All Flashcards
What is an algorithm?
A set of instructions designed to solve a specific problem.
What is a problem instance?
A specific input to a problem.
What is a decision problem?
A problem with a yes or no answer.
What is an optimization problem?
A problem that seeks the best solution from many possibilities.
What is algorithm efficiency?
A measure of how many computational resources an algorithm uses.
What is 'reasonable time' in algorithm analysis?
Algorithms that run in polynomial time or lower.
What is 'unreasonable time' in algorithm analysis?
Algorithms that run in exponential or factorial time.
What are heuristics?
Approximation techniques used when finding an exact solution is too difficult or time-consuming.
Define polynomial time.
A running time that increases as a polynomial function of the input size (e.g., n, n^2, n^3).
Define exponential time.
A running time that increases exponentially as the input size grows (e.g., 2^n, 3^n).
What are the differences between decision and optimization problems?
Decision: Yes/No answer | Optimization: Seeks the best solution.
What are the differences between reasonable and unreasonable time?
Reasonable: Polynomial time | Unreasonable: Exponential/Factorial time.
What are the differences between algorithms and heuristics?
Algorithms: Guarantee a correct solution | Heuristics: Aim for a 'good enough' solution.
Compare the time complexity of linear search vs. binary search.
Linear Search: O(n) | Binary Search: O(log n) (for sorted data).
Compare the space complexity of iterative vs. recursive algorithms.
Iterative: Generally lower space complexity | Recursive: Can have higher space complexity due to call stack.
What are the differences between a brute-force algorithm and a dynamic programming algorithm?
Brute-force: Tries all possible solutions | Dynamic Programming: Breaks the problem into subproblems and stores the results to avoid redundant computations.
What are the differences between best-case, average-case, and worst-case time complexity?
Best-case: Minimum time required | Average-case: Expected time required | Worst-case: Maximum time required.
Compare and contrast depth-first search (DFS) and breadth-first search (BFS) graph traversal algorithms.
DFS: Explores as far as possible along each branch before backtracking | BFS: Explores all the neighbor nodes at the present depth prior to moving on to the nodes at the next depth level.

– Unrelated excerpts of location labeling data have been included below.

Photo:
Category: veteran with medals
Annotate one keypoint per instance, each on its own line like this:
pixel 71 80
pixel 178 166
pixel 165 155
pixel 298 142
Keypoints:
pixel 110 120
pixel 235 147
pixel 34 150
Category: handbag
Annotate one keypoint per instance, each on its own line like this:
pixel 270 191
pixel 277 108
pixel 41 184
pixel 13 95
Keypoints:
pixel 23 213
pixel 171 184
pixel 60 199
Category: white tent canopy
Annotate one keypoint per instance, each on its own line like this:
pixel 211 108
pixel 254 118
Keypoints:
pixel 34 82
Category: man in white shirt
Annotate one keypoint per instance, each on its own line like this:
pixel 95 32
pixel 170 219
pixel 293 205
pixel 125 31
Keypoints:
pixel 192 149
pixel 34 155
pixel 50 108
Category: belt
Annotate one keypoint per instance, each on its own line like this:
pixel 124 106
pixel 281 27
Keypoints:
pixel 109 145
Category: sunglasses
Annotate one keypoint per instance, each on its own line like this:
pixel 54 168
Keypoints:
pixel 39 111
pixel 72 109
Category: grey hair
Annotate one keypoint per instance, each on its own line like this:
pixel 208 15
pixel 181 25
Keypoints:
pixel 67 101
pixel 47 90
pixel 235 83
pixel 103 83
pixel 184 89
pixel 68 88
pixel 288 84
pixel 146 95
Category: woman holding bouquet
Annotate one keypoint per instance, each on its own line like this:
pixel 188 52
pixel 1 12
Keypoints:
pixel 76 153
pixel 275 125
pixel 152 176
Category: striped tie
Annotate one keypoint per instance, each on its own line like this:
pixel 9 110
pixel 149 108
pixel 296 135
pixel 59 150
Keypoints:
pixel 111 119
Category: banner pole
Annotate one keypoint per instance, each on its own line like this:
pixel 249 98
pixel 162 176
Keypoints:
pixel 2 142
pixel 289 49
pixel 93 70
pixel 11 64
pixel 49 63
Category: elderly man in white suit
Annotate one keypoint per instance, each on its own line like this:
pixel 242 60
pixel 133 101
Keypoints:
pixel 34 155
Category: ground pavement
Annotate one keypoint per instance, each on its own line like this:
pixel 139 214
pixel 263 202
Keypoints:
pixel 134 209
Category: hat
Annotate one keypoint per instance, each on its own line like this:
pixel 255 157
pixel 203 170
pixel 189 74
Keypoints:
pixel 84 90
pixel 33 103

What are the differences between a greedy algorithm and a divide-and-conquer algorithm?
Greedy: Makes the locally optimal choice at each step | Divide-and-conquer: Divides the problem into smaller subproblems, solves them recursively, and combines the solutions.
What are the differences between time complexity and space complexity?
Time complexity: Measures the amount of time an algorithm takes to run as a function of the input size | Space complexity: Measures the amount of memory space an algorithm requires as a function of the input size.
What is the significance of polynomial time?
Indicates an algorithm is generally efficient and scalable.
Why are exponential time algorithms considered inefficient?
Their runtime grows very quickly, making them impractical for large inputs.
When should heuristics be used?
When finding the optimal solution is too computationally expensive.
How does input size affect algorithm efficiency?
Larger inputs generally require more computational resources, impacting efficiency.
What is the trade-off when using heuristics?
Accuracy is sacrificed for speed and feasibility.
What is the goal of algorithm design?
To solve a problem efficiently using minimal resources.
Explain the relationship between problem type and algorithm efficiency.
Optimization problems can be more computationally intensive than decision problems.
What does it mean for an algorithm to be 'scalable'?
The algorithm maintains reasonable efficiency as the input size increases.
What is the importance of understanding algorithm efficiency?
Helps in choosing the best approach for solving a problem within resource constraints.
How do heuristics relate to unreasonable time complexity?
Heuristics provide practical solutions when a problem has unreasonable time complexity.